Oui, car telle est la grande force de Donkey Kong Country. On ne parle pas, ici, des dizaines d’objets que l’on peut récolter tels que les ballons, les bananes, les lettres du mot « Kong », les tonneaux et autres joyeusetés. Non, on fait référence à ces zones secrètes qui attendent le joueur, bien cachées dans leur niveau, et qui viennent gonfler le pourcentage de la page d’accueil pour attester du fait que le joueur en découvre les mystères. Un baril canon mal exploité, un tonneau mal lancé suffit pour découvrir l’entrée d’une zone secrète. Leur intérêt, somme toute, est minime : elles permettent simplement de participer à une épreuve et de gagner des vies, ce qui semble bien anecdotique dans un jeu où les continus sont infinis. Pourtant, ces bonus constituent la base même du système de la série des Donkey Kong, qui ne sera jamais démenti par la suite : ils sont le défi ultime du joueur, celui qui le forcera à se surpasser pour atteindre le chiffre incroyable non pas de 100, mais de 101% une fois tous les secrets découverts. Une quête de tous les instants, qui impose d’être à l’affût de la moindre banane étrangement placée par les développeurs, et qui pourrait indiquer l’entrée d’un passage habilement dissimulé. Peut-être…

VERDICT
Donkey Kong, finalement, a permis à deux références du jeu de plate-forme de voir le jour : Mario, décliné depuis en de nombreux épisodes 2D et 3D, ainsi que Donkey Kong Country, certainement la plus belle perle de la Super Nintendo en compagnie des deux épisodes qui le suivront. Un gameplay sans défaut allié à une esthétique de rêve, telle est la recette osée et pourtant parfaitement réalisée par Rareware qui acquiert à cette occasion ses premières lettres de noblesse. Tout autre commentaire se révélerait inutile concernant ce jeu. Seule la manette entre les mains permet d’en apprécier la quintessence.

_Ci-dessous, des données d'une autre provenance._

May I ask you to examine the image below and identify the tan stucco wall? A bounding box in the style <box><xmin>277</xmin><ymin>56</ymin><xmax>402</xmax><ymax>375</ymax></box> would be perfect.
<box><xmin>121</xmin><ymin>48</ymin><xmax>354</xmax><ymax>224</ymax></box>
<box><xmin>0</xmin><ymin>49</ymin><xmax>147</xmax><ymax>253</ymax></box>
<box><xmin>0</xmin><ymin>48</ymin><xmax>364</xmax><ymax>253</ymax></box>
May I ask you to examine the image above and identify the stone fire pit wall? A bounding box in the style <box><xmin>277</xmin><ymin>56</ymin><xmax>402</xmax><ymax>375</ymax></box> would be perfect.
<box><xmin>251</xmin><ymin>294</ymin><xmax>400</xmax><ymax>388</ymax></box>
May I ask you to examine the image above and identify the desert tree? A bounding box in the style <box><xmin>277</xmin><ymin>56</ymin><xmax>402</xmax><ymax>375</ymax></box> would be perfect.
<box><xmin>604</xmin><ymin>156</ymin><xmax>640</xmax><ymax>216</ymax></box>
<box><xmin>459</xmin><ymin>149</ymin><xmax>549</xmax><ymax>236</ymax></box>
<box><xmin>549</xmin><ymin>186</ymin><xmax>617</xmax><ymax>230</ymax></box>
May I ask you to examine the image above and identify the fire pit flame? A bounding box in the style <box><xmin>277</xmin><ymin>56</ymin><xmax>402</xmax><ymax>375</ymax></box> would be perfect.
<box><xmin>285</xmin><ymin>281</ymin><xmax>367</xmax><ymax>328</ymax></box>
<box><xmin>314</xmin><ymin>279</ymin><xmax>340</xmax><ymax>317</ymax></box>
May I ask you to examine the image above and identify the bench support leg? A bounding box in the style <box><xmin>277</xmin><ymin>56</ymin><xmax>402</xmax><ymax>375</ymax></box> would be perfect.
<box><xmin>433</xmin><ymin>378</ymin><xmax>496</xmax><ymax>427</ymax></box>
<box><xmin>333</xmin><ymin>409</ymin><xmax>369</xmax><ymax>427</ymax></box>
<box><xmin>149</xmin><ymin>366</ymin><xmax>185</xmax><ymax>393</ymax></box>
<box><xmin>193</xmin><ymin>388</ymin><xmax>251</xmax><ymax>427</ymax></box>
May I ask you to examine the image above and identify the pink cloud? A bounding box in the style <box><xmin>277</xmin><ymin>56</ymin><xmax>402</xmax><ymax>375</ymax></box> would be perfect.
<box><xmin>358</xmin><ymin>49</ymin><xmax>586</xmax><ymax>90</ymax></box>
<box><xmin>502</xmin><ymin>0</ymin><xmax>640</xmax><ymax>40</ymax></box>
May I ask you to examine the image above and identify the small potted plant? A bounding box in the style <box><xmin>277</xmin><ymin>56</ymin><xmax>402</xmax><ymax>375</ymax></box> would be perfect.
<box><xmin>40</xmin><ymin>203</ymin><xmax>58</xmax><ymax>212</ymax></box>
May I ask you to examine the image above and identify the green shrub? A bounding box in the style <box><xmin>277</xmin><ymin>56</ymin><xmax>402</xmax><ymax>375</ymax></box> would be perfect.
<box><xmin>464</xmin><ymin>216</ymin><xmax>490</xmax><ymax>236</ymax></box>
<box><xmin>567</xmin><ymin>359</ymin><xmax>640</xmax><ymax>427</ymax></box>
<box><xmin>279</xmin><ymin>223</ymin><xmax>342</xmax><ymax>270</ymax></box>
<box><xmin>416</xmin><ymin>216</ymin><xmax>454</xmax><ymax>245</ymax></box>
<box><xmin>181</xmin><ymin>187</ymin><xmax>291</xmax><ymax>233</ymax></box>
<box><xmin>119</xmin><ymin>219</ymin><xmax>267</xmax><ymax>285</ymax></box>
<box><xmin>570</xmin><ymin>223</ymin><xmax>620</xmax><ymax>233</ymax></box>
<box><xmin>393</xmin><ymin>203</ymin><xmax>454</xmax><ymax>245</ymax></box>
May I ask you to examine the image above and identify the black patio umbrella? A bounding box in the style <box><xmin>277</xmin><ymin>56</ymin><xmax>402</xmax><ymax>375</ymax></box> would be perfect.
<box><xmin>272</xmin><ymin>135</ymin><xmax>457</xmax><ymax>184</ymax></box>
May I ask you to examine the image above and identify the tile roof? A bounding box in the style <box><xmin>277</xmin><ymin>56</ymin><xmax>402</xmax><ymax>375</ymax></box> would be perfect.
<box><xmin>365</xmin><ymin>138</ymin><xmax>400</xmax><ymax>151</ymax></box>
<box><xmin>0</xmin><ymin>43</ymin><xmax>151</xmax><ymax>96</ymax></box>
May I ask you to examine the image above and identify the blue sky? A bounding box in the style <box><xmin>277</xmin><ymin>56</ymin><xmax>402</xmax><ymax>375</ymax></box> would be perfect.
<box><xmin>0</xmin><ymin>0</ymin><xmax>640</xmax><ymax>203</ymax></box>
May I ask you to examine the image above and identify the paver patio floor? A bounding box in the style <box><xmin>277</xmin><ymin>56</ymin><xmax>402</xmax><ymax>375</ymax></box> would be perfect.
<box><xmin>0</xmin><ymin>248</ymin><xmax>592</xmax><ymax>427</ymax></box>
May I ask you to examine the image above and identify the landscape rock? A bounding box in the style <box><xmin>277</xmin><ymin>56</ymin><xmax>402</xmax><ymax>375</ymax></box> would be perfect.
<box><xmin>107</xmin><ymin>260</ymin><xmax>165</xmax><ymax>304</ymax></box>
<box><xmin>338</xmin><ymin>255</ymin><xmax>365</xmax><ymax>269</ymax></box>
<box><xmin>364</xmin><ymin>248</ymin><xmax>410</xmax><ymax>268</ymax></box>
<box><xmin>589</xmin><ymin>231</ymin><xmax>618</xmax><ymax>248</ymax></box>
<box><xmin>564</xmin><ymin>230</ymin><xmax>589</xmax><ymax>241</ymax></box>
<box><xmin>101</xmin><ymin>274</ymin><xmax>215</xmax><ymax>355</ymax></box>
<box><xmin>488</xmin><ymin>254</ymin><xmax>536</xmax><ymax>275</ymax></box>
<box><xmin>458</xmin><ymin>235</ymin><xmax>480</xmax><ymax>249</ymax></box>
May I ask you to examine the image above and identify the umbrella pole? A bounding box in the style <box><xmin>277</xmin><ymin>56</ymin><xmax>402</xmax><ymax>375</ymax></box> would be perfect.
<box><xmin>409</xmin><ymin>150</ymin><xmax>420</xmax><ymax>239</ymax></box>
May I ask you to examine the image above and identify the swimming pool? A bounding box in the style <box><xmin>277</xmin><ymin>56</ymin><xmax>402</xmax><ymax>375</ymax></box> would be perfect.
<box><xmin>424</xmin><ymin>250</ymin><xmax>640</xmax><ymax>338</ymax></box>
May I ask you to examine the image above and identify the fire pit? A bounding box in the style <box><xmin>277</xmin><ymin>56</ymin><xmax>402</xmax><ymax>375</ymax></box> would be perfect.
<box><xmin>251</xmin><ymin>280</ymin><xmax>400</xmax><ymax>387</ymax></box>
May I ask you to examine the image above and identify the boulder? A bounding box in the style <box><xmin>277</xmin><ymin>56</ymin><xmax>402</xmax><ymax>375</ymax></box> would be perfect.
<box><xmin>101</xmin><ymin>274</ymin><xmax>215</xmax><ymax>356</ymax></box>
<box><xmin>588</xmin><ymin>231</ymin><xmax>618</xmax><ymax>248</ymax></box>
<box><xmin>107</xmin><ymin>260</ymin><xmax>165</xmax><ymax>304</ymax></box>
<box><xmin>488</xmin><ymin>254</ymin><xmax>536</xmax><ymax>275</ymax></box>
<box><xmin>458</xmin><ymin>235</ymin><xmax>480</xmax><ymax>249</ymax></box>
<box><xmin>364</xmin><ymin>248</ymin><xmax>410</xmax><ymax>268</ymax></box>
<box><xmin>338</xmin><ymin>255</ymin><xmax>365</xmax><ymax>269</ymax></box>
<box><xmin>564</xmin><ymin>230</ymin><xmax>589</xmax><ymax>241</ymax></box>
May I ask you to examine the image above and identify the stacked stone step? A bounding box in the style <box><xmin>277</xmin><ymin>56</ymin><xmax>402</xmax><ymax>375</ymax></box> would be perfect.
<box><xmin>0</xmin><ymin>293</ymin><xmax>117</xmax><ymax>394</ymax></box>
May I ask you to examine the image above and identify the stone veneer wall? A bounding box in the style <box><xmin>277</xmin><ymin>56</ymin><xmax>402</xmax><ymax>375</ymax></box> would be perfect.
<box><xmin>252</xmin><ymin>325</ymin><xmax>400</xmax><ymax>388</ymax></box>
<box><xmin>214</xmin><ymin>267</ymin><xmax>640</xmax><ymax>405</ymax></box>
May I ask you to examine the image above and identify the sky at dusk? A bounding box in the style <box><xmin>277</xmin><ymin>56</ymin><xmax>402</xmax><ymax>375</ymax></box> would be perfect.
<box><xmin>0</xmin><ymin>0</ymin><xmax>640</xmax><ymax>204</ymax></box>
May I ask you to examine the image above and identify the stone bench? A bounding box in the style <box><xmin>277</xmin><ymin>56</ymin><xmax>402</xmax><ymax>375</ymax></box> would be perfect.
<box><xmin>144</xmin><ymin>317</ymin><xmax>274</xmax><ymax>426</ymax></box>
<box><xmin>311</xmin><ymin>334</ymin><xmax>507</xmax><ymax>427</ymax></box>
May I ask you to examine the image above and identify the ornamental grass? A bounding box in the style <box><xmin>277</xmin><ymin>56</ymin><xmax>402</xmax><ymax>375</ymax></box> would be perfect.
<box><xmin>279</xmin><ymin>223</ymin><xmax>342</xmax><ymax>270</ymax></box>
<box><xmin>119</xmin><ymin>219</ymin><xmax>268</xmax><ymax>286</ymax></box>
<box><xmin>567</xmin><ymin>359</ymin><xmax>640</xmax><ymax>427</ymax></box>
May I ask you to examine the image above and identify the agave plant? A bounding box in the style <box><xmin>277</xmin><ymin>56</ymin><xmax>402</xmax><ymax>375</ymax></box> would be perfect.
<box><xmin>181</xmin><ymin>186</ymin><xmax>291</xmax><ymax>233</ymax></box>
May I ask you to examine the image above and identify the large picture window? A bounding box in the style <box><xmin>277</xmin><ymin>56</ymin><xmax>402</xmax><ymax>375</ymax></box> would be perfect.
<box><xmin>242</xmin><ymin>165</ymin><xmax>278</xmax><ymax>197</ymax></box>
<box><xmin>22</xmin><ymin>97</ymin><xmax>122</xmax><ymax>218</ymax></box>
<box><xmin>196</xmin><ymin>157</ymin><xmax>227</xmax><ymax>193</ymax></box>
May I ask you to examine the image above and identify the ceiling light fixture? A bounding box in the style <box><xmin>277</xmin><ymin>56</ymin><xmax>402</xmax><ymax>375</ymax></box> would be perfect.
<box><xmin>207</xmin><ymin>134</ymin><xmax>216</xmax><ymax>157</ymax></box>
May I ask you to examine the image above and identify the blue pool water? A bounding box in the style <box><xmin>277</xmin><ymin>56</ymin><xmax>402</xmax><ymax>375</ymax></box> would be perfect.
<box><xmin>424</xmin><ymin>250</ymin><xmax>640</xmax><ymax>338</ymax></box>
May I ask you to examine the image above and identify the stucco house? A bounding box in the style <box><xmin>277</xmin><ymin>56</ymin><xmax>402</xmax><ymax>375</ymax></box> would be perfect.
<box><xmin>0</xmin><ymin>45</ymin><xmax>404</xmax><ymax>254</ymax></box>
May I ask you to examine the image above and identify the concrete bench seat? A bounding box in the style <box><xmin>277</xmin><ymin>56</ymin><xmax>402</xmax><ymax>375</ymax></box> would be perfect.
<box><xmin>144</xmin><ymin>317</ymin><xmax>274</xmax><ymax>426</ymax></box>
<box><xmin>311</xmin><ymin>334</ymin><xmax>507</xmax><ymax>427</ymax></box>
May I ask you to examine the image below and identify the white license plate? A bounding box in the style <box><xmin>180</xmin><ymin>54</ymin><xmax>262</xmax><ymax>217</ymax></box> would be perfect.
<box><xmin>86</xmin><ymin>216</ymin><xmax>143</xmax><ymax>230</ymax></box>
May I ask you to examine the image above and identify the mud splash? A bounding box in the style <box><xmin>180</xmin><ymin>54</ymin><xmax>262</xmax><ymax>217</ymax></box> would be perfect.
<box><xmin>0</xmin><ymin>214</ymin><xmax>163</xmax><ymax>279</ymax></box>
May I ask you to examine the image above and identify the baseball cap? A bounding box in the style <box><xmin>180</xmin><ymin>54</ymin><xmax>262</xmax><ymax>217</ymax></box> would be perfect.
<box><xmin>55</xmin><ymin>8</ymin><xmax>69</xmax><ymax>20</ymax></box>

Plateforme : Super Nintendo
Editeur : Nintendo
Développeur : Rareware
Genre : Plates-formes
Sortie : 1994

Le King K. Rool a volé les bananes de Donkey qui décide alors de partir à sa recherche pour les récupérer. Deux personnages sont jouables : Donkey et Diddy. Donkey est plus grand et plus fort alors que Diddy est plus rapide. Il est possible de jouer à deux, soit chacun son tour, soit en équipe. Des animaux vous aideront à franchir certains niveaux et à vaincre les Kremlings. Un jeu de plates-formes culte.